My great-uncle Bill, who did the milking and tended the garden, allowed me to tag along and help. When my entry into the first grade became imminent, he decided to take my education in hand and prepare me for the classroom. After extracting my promise that I wouldn’t tell my parents of his tutelage, he instructed me in the art of swearing. Having never married, he apparently hoped his niece would carry on his Wyoming sheep rancher’s traditions. (My apologies to those ranchers who refrain from cussing a blue streak.)

I lasted one morning  in school, answering every question I was asked, including my name and age, with an adjective or adverb that the lovely, elderly teacher–who for years had maintained serene control of her class room–had never experienced. I was escorted home in the afternoon; my shocked parents were told to clean up my language before I would be readmitted; Uncle Bill thought his joke was the best he’d ever pulled, and it took my mother a full week to deprogram me. It was not completely successful, but I have managed some restraint in my writing.

So, what is too much? What is not enough? What is authentic? What is offensive? What is gratuitous?

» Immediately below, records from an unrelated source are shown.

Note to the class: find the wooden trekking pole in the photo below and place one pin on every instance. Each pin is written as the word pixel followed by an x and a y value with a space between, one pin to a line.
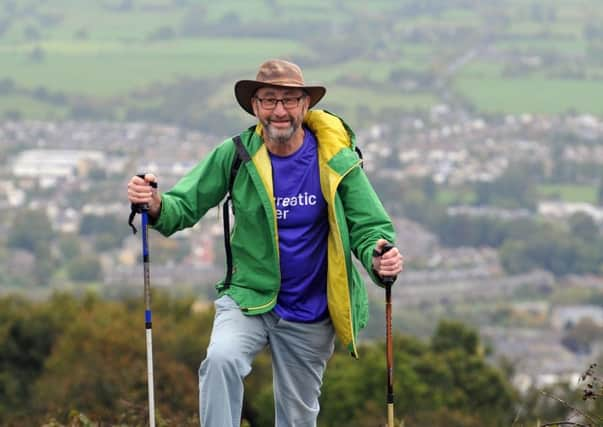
pixel 388 282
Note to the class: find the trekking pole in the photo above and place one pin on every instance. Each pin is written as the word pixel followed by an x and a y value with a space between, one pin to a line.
pixel 143 210
pixel 388 282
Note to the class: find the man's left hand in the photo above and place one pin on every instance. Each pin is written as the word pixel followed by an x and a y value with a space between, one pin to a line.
pixel 389 264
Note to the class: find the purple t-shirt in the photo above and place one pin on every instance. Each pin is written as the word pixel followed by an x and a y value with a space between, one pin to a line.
pixel 303 227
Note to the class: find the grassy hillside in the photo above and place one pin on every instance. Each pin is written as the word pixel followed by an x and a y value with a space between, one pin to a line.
pixel 136 59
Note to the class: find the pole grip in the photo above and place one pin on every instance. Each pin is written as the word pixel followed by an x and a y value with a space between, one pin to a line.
pixel 387 280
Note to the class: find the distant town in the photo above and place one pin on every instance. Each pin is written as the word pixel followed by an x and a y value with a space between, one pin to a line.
pixel 74 172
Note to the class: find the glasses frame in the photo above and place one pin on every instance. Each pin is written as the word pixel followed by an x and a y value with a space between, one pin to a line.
pixel 282 100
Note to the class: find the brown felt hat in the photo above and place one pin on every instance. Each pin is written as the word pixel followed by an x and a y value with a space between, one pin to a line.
pixel 276 73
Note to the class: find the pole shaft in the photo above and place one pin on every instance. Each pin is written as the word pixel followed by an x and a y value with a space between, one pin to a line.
pixel 148 316
pixel 389 355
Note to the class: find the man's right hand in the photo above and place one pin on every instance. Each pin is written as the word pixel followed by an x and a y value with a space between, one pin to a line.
pixel 140 191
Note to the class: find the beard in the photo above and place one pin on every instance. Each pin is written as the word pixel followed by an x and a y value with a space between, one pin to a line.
pixel 281 135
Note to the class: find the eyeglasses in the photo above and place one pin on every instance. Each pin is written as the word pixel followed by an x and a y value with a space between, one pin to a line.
pixel 288 102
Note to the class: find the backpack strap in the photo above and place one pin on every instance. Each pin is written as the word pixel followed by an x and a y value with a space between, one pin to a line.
pixel 241 155
pixel 359 155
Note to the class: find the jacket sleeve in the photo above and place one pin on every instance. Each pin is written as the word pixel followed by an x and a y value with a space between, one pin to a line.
pixel 366 218
pixel 200 189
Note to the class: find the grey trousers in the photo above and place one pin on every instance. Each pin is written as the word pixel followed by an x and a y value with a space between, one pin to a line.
pixel 300 352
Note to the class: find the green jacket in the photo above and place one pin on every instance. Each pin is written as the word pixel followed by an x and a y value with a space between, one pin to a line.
pixel 357 220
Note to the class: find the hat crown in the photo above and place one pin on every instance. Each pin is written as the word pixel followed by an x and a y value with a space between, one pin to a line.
pixel 276 73
pixel 279 72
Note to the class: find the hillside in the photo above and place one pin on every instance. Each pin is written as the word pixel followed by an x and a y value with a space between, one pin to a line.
pixel 175 60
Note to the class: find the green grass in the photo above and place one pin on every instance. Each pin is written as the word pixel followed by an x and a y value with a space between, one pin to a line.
pixel 35 109
pixel 108 68
pixel 569 193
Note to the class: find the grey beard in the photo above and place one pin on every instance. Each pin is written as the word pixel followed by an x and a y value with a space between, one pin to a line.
pixel 281 137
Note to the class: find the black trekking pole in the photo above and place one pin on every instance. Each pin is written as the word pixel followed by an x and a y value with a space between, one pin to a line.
pixel 143 210
pixel 388 282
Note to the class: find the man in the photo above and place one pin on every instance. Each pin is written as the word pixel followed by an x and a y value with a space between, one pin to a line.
pixel 303 205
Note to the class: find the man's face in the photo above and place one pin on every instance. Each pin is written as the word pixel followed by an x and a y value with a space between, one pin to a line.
pixel 283 119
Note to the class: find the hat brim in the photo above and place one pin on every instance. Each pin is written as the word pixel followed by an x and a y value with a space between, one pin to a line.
pixel 245 89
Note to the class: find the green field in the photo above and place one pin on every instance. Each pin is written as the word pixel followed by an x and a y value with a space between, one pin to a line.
pixel 375 56
pixel 569 193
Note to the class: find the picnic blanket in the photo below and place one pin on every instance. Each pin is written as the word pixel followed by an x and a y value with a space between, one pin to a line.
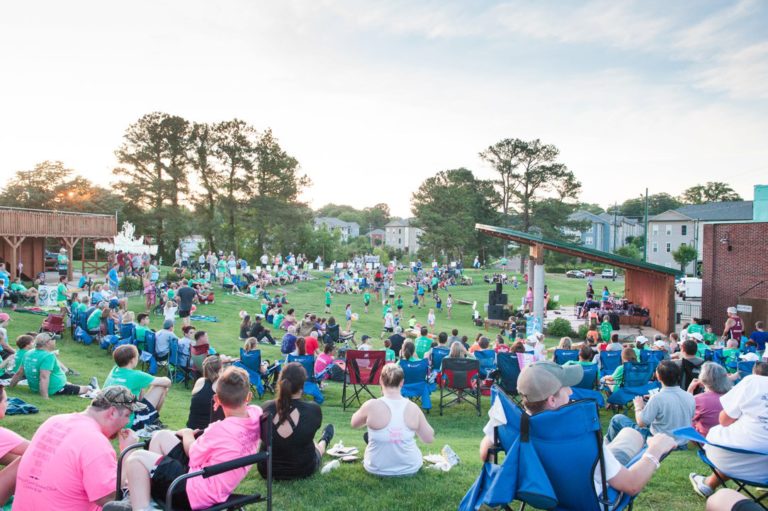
pixel 17 406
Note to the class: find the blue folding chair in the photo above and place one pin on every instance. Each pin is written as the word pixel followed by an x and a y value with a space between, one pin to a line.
pixel 250 361
pixel 637 382
pixel 533 471
pixel 509 372
pixel 609 361
pixel 487 359
pixel 742 485
pixel 415 386
pixel 587 388
pixel 563 356
pixel 311 386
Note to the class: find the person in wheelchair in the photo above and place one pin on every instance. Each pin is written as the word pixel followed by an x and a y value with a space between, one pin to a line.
pixel 547 386
pixel 149 473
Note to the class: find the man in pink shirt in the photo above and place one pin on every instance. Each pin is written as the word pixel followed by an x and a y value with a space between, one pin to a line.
pixel 150 473
pixel 70 464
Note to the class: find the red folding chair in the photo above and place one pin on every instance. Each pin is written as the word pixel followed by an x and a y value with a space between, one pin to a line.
pixel 54 324
pixel 363 369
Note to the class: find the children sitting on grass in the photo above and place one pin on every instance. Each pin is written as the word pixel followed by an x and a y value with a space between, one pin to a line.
pixel 150 473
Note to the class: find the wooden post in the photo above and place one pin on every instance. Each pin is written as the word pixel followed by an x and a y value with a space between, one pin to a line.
pixel 15 243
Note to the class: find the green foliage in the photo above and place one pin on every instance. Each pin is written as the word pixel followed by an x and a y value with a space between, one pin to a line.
pixel 560 327
pixel 130 284
pixel 712 191
pixel 684 255
pixel 630 251
pixel 447 206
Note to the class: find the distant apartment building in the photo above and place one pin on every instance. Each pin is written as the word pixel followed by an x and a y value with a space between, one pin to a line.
pixel 606 232
pixel 346 229
pixel 685 226
pixel 400 234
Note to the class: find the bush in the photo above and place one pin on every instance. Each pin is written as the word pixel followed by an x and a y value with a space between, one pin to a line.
pixel 130 284
pixel 560 327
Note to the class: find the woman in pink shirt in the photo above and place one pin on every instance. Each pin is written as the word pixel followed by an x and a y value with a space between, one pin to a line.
pixel 12 446
pixel 170 455
pixel 714 381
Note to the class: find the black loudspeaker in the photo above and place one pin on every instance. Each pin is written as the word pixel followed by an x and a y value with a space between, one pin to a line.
pixel 497 312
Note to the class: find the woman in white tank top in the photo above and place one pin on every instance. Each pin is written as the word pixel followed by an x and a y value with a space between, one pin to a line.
pixel 393 423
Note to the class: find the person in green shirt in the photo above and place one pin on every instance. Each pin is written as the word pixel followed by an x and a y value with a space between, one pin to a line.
pixel 606 329
pixel 423 343
pixel 44 374
pixel 150 390
pixel 19 288
pixel 24 343
pixel 93 323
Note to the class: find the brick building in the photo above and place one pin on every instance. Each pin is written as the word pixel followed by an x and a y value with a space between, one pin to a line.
pixel 735 272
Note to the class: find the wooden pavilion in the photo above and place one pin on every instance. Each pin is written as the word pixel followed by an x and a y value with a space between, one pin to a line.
pixel 23 233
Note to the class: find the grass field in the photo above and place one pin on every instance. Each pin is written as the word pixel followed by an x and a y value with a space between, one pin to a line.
pixel 350 487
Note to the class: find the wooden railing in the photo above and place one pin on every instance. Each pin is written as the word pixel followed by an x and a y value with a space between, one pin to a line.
pixel 36 223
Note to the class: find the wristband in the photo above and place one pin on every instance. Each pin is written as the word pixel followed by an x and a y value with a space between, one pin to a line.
pixel 653 459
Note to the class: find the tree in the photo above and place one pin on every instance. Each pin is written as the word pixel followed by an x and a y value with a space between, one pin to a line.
pixel 684 255
pixel 712 191
pixel 153 175
pixel 447 206
pixel 631 251
pixel 657 203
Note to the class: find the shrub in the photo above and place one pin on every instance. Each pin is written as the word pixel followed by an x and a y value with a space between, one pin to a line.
pixel 131 284
pixel 560 327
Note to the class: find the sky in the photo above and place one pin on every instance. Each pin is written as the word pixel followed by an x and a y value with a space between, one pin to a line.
pixel 373 97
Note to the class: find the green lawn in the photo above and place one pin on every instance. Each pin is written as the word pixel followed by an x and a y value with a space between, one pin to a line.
pixel 350 487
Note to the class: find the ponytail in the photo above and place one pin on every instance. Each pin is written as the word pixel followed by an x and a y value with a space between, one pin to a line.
pixel 291 381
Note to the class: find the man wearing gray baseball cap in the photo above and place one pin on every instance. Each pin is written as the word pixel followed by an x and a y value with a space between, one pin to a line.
pixel 547 386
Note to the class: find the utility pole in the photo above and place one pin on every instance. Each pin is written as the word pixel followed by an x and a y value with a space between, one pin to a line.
pixel 645 229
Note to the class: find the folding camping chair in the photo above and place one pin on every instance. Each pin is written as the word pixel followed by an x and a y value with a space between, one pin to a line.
pixel 311 385
pixel 563 356
pixel 363 368
pixel 251 362
pixel 415 386
pixel 588 387
pixel 509 372
pixel 742 485
pixel 460 381
pixel 609 361
pixel 53 324
pixel 533 470
pixel 235 500
pixel 637 382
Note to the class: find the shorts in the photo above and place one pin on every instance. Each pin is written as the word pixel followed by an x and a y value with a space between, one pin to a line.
pixel 69 390
pixel 168 468
pixel 145 417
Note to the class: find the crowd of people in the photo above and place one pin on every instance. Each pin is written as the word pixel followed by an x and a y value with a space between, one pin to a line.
pixel 223 425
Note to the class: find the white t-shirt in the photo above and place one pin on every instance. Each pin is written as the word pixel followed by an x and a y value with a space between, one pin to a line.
pixel 747 402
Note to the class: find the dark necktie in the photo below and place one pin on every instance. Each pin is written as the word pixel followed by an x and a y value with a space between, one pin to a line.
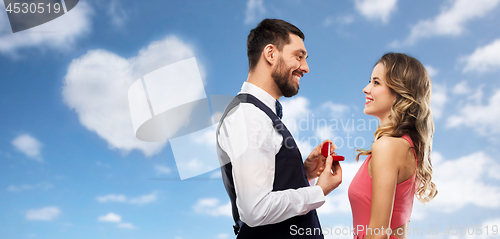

Some of the characters in my short stories and novel curse: some do not. A wisecracking hairdresser, a frustrated father, a woman who has exploded with hurt and anger cusses out the man who hurt her. My guide is circumstances and what would be a natural “voice” for my character in those circumstances.

When I taught writing, some students had either discovered a range of four letter words (mostly just one) or were experiencing the freedom of their first year or two in college. Either way, they seemed to revel in including a minimum of two swear words in every sentence. When I suggested there might be another way to say the same thing, they’d retort that they liked what they had written. “Okay,” I’d say, “but will your reader?”

That’s the fine line a writer has to walk. What is authentic and what is gratuitous? We all have a definition, depending on our upbringing, our values, the image we wish to project. My time on a sheep ranch, and later visiting on other ranches, inured me to finding “language” offensive; however, like anything else, the situation dictates the response. Most of us differentiate our behavior depending on how solemn or rowdy the occasion warrants. So must our characters.

It would seem unusual for a character, regardless how constrained and conservative, to utter, “Goodness, I believe I just injured the digit on my left hand,” when the jack just slipped and he smashed his finger. Or to have a driver utter, “My, my, that car is coming straight at me,” before a collision. You can supply the more typical responses.

It all comes down to knowing your characters, gauging their typical responses, portraying their level of emotional involvement, and keeping their dialogue real.

Note: Uncle Bill is somewhere laughing his . . . head . . . off.